1. There are some mistakes in your working out:
– Q2: factorisation of the quadratic is wrong, however solution is correct.
-Q3: Solution is wrong as x>4 would be solution rather than x<4

1. Hi Nathan.

Thank you so much for pointing out these mistakes and we really appreciated that. While we discovered more minor mistakes as well, all the bugs are now amended.
Thanks again, Nathan

PS It would be greatly appreciated if you could get back to us for further mistakes and/or feedback!

Cheers iitutor team

2. What if we have a quadratic function in the denominator do we still follow same method?

1. Thanks for reaching out. yes it will be the same way. Square of the whole quadratic denominators will need to be multiplied for both sides.

3. You cannot solve Rational Inequalities with a variable in the denominator like this.
The problem is that you don’t know whether expression in the denominator is neg or pos.
If you use your method of solving the inequality and it happens that the denominator expression is pos, you might get the correct answer in some cases, BUT that is misleading as in some cases the solution lies in the denominator expression being a neg and your solution will be incorrect.
Your calculation method is correct, but the mathematical principal behind it is wrong.
An important first principle is to never, never, never just multiply the equation out because we are dealing with an inequality which is a bit more tricky than a normal equation!
If you don’t know whether the expression in the denominator is neg or pos, you must check out both and apply your mind to which present the correct solution.

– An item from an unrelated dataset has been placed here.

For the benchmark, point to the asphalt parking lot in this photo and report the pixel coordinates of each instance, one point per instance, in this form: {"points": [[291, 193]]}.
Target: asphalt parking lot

1. Thanks for reaching out. The method that used in this article, is to multiply squared of the denominators, such as $(x-2)^2, x^2, (x+2)^2$ and so to ensure the solution works always regardless of its sign either positive or negative as squared is always positive. You have pointed that you don’t know whether the denominators is negative or positive. However, it is true, that is why the squared of the denominators is begin multiplied, which gives positive signs allways.

Hope this helps.